Since I'm the kind of guy who jumps right in on a conversation in progress, I'm eager to offer my solution to this problem. But so as not to appear as pompous and obnoxious as I actually am, I will put my first contribution in the form of a sort of puppet show. Let's imagine that two action theorists are sitting in a bar having a vexed back and forth over the question of whether Theorist A lifts his drink by trying to lift his drink, and Theorist B has for some time been trying to prove his point by endeavoring to attempt to lift his own drink without actually doing so, and has just hit on the idea that his very failure to prove his point proves his point.

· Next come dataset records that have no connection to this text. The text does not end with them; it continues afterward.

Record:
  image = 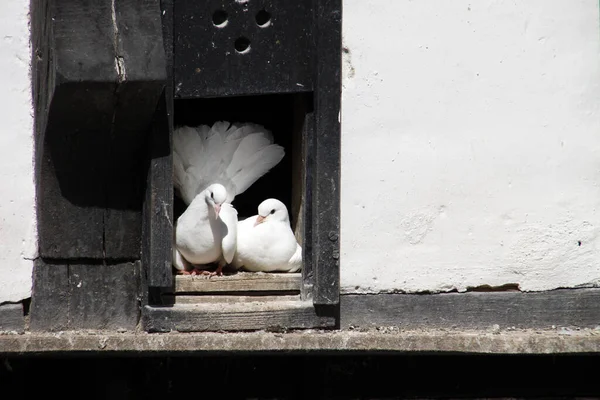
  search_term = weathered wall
[342,0,600,292]
[0,0,600,302]
[0,0,36,303]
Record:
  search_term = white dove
[233,199,302,272]
[173,122,285,275]
[175,183,237,275]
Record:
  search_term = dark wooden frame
[142,0,342,331]
[30,0,166,331]
[341,288,600,334]
[21,0,600,331]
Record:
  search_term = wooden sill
[174,272,302,295]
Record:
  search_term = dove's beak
[254,215,265,226]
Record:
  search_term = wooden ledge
[175,272,302,293]
[0,329,600,355]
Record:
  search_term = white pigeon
[233,199,302,272]
[173,122,285,275]
[173,121,285,205]
[174,183,237,275]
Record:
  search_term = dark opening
[234,36,250,53]
[174,94,312,243]
[256,10,271,28]
[213,10,228,28]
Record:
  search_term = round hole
[256,10,271,28]
[213,10,228,28]
[233,36,250,53]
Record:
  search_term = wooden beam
[173,0,314,98]
[162,294,300,304]
[341,289,600,329]
[312,0,342,305]
[31,0,166,260]
[175,272,302,293]
[142,301,336,332]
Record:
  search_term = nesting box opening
[174,94,312,244]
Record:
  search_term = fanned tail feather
[173,121,285,204]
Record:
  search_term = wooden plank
[312,0,342,305]
[142,0,174,290]
[0,303,25,333]
[68,261,141,330]
[174,0,313,98]
[297,97,315,300]
[32,0,166,260]
[175,272,302,293]
[142,301,335,332]
[162,295,300,304]
[104,0,166,259]
[32,0,118,258]
[29,259,69,332]
[341,289,600,329]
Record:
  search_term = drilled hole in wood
[256,10,271,28]
[233,36,250,54]
[213,10,228,28]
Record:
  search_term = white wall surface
[0,0,36,303]
[0,0,600,302]
[341,0,600,292]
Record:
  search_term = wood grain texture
[142,301,335,332]
[341,289,600,329]
[142,92,174,288]
[30,260,141,332]
[0,303,25,333]
[174,0,314,98]
[69,262,140,330]
[175,272,302,293]
[32,0,166,260]
[312,0,342,305]
[162,294,300,304]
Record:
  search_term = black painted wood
[142,0,175,290]
[32,0,118,258]
[32,0,166,259]
[296,96,316,299]
[104,0,168,259]
[29,259,140,331]
[312,0,342,305]
[174,0,314,98]
[68,261,140,330]
[0,303,25,333]
[142,93,174,288]
[29,259,69,332]
[341,289,600,329]
[142,301,336,332]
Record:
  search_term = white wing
[288,243,302,272]
[219,203,238,264]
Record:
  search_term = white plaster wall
[0,0,37,303]
[341,0,600,292]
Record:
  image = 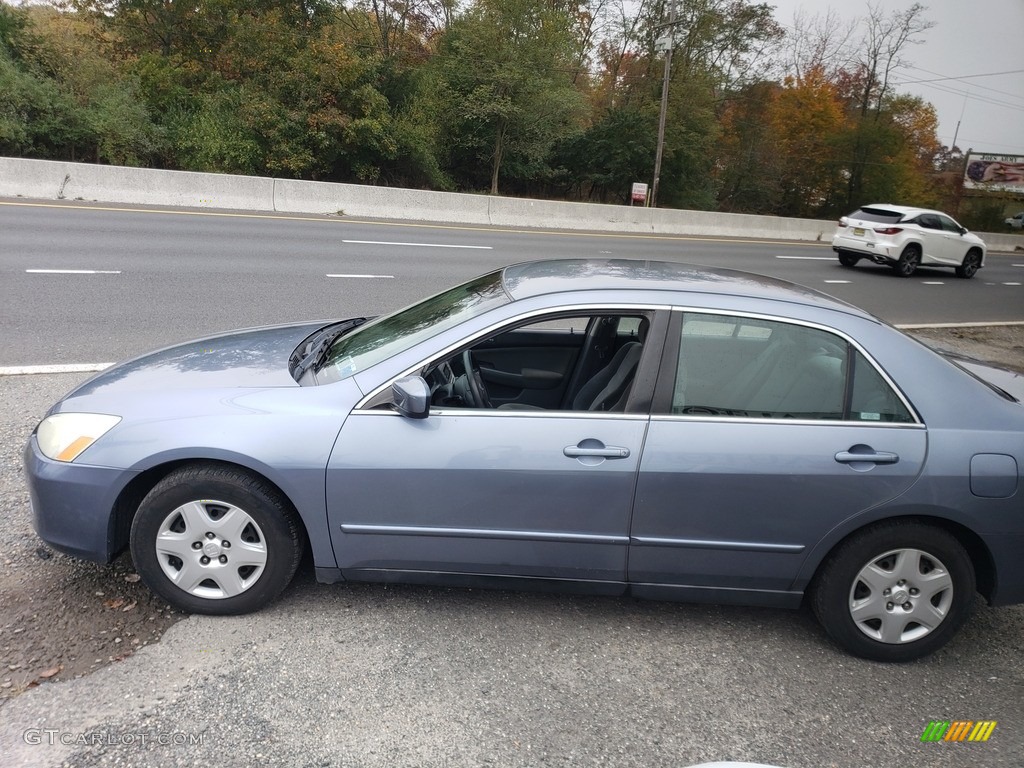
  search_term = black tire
[893,243,921,278]
[811,520,976,662]
[956,248,981,280]
[131,464,305,615]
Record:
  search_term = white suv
[833,204,985,278]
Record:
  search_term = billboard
[964,152,1024,193]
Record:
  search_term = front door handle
[836,446,899,464]
[562,445,630,459]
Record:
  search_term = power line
[905,67,1024,85]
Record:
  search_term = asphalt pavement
[0,201,1024,367]
[0,199,1024,768]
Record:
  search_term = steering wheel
[462,349,494,408]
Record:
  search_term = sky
[765,0,1024,156]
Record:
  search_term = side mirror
[391,376,430,419]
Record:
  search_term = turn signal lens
[36,414,121,462]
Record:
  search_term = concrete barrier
[488,197,654,232]
[0,158,273,211]
[0,158,1024,252]
[273,179,488,224]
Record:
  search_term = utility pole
[647,0,676,208]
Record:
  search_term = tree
[433,0,584,195]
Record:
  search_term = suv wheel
[956,249,981,280]
[893,243,921,278]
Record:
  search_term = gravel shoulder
[0,326,1024,706]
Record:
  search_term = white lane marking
[896,321,1024,331]
[0,362,114,376]
[341,240,495,251]
[327,274,394,280]
[25,269,121,274]
[775,256,836,261]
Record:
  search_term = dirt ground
[0,326,1024,707]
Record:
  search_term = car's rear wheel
[811,520,975,662]
[893,243,921,278]
[956,249,981,280]
[131,465,304,614]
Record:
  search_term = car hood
[66,322,326,399]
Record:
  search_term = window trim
[650,306,926,429]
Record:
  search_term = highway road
[0,199,1024,367]
[6,200,1024,768]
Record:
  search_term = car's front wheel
[893,243,921,278]
[131,465,304,614]
[956,249,981,280]
[811,520,975,662]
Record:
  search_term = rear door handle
[562,445,630,459]
[836,451,899,464]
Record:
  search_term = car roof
[502,259,871,317]
[857,203,949,216]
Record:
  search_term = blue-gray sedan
[25,260,1024,660]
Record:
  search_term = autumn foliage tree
[0,0,955,217]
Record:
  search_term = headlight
[36,414,121,462]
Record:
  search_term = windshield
[316,270,509,384]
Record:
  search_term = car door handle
[562,445,630,459]
[836,451,899,464]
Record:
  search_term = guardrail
[0,158,1024,251]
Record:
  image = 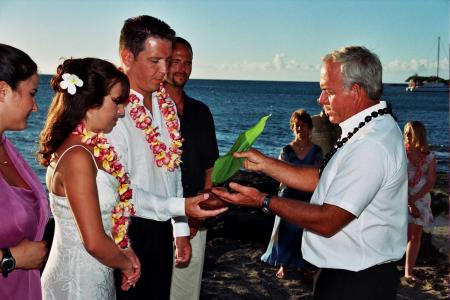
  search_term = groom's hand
[175,236,192,267]
[184,193,228,219]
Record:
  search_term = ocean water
[6,75,449,182]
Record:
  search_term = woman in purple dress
[0,44,49,300]
[261,109,322,278]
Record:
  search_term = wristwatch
[261,194,273,215]
[0,248,16,278]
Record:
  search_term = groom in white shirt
[108,15,224,300]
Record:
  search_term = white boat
[406,80,450,92]
[406,37,450,93]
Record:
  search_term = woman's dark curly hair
[38,58,130,166]
[0,44,37,90]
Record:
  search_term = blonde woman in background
[404,121,436,282]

Suddenly, Hegel walks into the bar and, using his world-historical powers of perception, instantly locates the most interesting conversation in the room. (It's the one surrounded by a growing puddle of spilled beer.) Having just been awakened from nearly 180 years of peaceful slumber and thrown into a philosophical illustration, Hegel is groggy and in a somewhat diffident mood, so instead of driving the truth home like a corkscrew into the minds of the Action Theorists, he simply asks why they think it is that trying only ever shows up when it fails.
Action Theorist A thinks he sees the point of this question, and answers, "Well, stranger, that's because 'trying' is just what we call it when a sufficiently motivated action doesn't happen because it turns out to be impossible or at least prevented by the present circumstances."

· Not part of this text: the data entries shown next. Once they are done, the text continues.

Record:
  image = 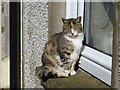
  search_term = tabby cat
[37,16,84,77]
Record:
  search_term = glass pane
[86,2,114,55]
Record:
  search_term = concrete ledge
[43,69,110,88]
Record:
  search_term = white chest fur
[65,33,84,60]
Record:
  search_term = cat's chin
[69,34,79,38]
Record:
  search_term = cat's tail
[35,66,52,79]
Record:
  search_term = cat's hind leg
[54,67,70,77]
[70,62,76,76]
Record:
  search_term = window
[66,0,114,85]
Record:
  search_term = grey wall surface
[23,2,65,88]
[48,2,66,36]
[22,2,48,88]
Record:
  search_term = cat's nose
[71,32,74,35]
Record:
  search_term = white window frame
[66,0,112,86]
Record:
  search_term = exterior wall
[0,1,10,88]
[22,2,48,88]
[48,2,66,36]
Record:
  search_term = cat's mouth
[69,33,79,38]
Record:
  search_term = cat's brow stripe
[71,22,75,29]
[45,54,58,67]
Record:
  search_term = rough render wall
[23,2,48,88]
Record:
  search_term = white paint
[0,1,2,88]
[70,71,76,76]
[77,0,85,26]
[81,46,112,70]
[79,56,111,86]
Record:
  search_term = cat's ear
[77,16,82,22]
[62,18,67,23]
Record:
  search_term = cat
[36,16,84,77]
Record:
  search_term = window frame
[66,0,112,86]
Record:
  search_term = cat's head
[62,16,82,38]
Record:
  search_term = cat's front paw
[70,71,76,76]
[57,73,69,77]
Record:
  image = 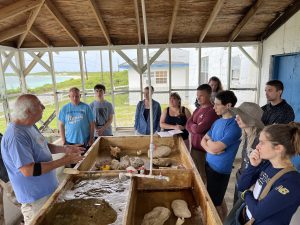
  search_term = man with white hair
[1,94,84,225]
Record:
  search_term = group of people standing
[135,77,300,225]
[1,77,300,225]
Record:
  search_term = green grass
[0,71,173,133]
[0,71,130,133]
[6,70,128,94]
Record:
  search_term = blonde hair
[11,94,37,120]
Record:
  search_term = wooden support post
[137,45,144,100]
[227,44,231,90]
[78,50,86,102]
[255,42,263,104]
[16,50,28,94]
[168,47,172,94]
[100,50,104,84]
[109,49,117,130]
[0,51,10,123]
[48,50,59,128]
[198,45,203,86]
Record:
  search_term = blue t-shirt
[206,117,241,174]
[238,160,300,225]
[1,123,58,203]
[90,100,115,137]
[58,102,94,144]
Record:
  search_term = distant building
[119,49,190,105]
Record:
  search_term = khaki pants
[21,196,49,225]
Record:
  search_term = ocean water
[5,75,79,90]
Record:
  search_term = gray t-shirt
[90,100,115,137]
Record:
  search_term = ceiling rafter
[29,26,52,47]
[24,52,45,76]
[0,0,40,21]
[0,24,27,42]
[88,0,111,45]
[134,0,142,44]
[261,1,300,40]
[199,0,224,42]
[17,0,45,48]
[45,0,81,46]
[168,0,180,43]
[229,0,264,41]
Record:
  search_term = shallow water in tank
[44,178,130,225]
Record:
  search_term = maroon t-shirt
[186,105,218,151]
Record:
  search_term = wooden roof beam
[168,0,180,43]
[88,0,111,45]
[199,0,224,42]
[0,0,41,22]
[261,1,300,40]
[0,24,27,42]
[134,0,142,44]
[24,52,45,76]
[229,0,264,41]
[45,0,81,46]
[29,26,51,47]
[17,0,45,48]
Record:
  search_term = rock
[119,155,130,170]
[109,146,121,160]
[129,157,144,168]
[153,158,172,166]
[142,207,171,225]
[110,159,120,170]
[153,146,172,158]
[171,199,192,218]
[95,160,110,170]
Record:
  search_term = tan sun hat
[229,102,264,129]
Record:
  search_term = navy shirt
[238,161,300,225]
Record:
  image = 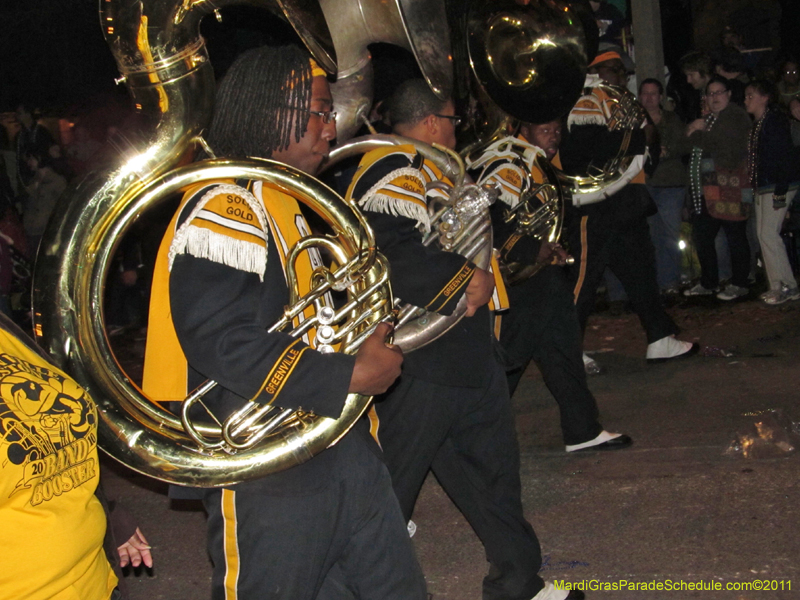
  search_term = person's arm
[761,114,796,198]
[701,104,751,169]
[559,124,647,175]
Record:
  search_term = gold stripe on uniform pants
[220,490,239,600]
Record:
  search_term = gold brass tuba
[560,75,647,206]
[328,135,494,352]
[34,0,392,487]
[468,136,574,285]
[465,0,587,285]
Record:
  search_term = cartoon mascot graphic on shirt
[0,354,98,506]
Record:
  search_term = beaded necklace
[747,106,770,190]
[689,113,717,215]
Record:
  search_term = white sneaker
[683,283,714,296]
[532,581,570,600]
[566,429,633,452]
[646,335,700,364]
[583,352,603,375]
[717,283,750,302]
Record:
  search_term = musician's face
[706,81,731,115]
[639,83,661,112]
[685,71,708,91]
[433,100,456,150]
[595,58,628,87]
[520,121,561,160]
[271,77,336,175]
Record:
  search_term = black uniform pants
[500,266,603,445]
[567,186,679,344]
[203,432,427,600]
[692,200,750,290]
[375,361,544,600]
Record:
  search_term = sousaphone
[465,0,590,284]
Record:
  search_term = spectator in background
[16,104,55,187]
[22,148,67,259]
[639,79,691,294]
[789,98,800,146]
[714,46,750,108]
[684,75,752,300]
[745,80,800,305]
[66,123,102,176]
[778,60,800,108]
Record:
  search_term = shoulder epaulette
[169,184,268,281]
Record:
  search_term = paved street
[106,301,800,600]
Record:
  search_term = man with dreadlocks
[144,47,426,600]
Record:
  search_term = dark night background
[0,0,800,123]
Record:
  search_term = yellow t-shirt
[0,327,117,600]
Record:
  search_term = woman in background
[684,76,752,301]
[744,80,800,305]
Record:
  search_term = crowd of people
[0,1,800,600]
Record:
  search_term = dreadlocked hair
[208,46,312,158]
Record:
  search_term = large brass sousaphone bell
[467,0,588,123]
[34,0,392,486]
[465,0,588,284]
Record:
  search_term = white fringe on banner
[358,167,431,233]
[169,184,268,281]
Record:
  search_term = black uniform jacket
[159,182,366,493]
[348,146,495,388]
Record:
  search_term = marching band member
[348,79,583,600]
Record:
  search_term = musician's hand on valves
[536,241,570,267]
[464,269,494,317]
[643,121,658,146]
[348,323,403,396]
[686,119,706,136]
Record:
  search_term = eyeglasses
[284,106,336,125]
[433,113,461,127]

Hegel has never heard anyone do analytic philosophy before, so he has to think about this for a minute. Absently, he grabs Action Theorist B's beer and gulps it down (what's left of it) while he works the matter over. "Entschuldigung!" he exclaims as he drains the glass and finally notices what he has been doing. "I'm so accustomed to thinking by drinking, I just drank your beer without realizing it."
"There, you see!" both Action Theorists shout at once.
Action Theorist A, shouting B down continues, "The eighteenth-century German dude--"
"Hegel," Hegel introduces himself.
"Hegel--pleased to meet you--Hegel performed a basic action without trying."
Action Theorist B rolls his eyes, "I think what Hegel is trying to say is that just not being conscious of the means by which you do something doesn't mean you aren't really doing it."
"Actually," Hegel interjects, "I was trying to apologize for drinking your beer. But now that you mention it, it is inevitable that the two of you would draw opposite conclusions from the case, because immanent in the abstract form of the action lies a contradiction (ah, yes, now we're talking). On the one hand, it is necessary that the abstract basis of an action (as lifting one's hand is the abstract basis of raising a glass) serve as the region of the action's actualization. On the other hand, it is precisely by cancelling this abstract basis as action that it can serve as such a context for the concrete action."
The Action Theorists stare, confounded. "Well," Hegel says, planting Action Theorist A's glass back on the table and buttoning up his coat, "It's been a pleasure."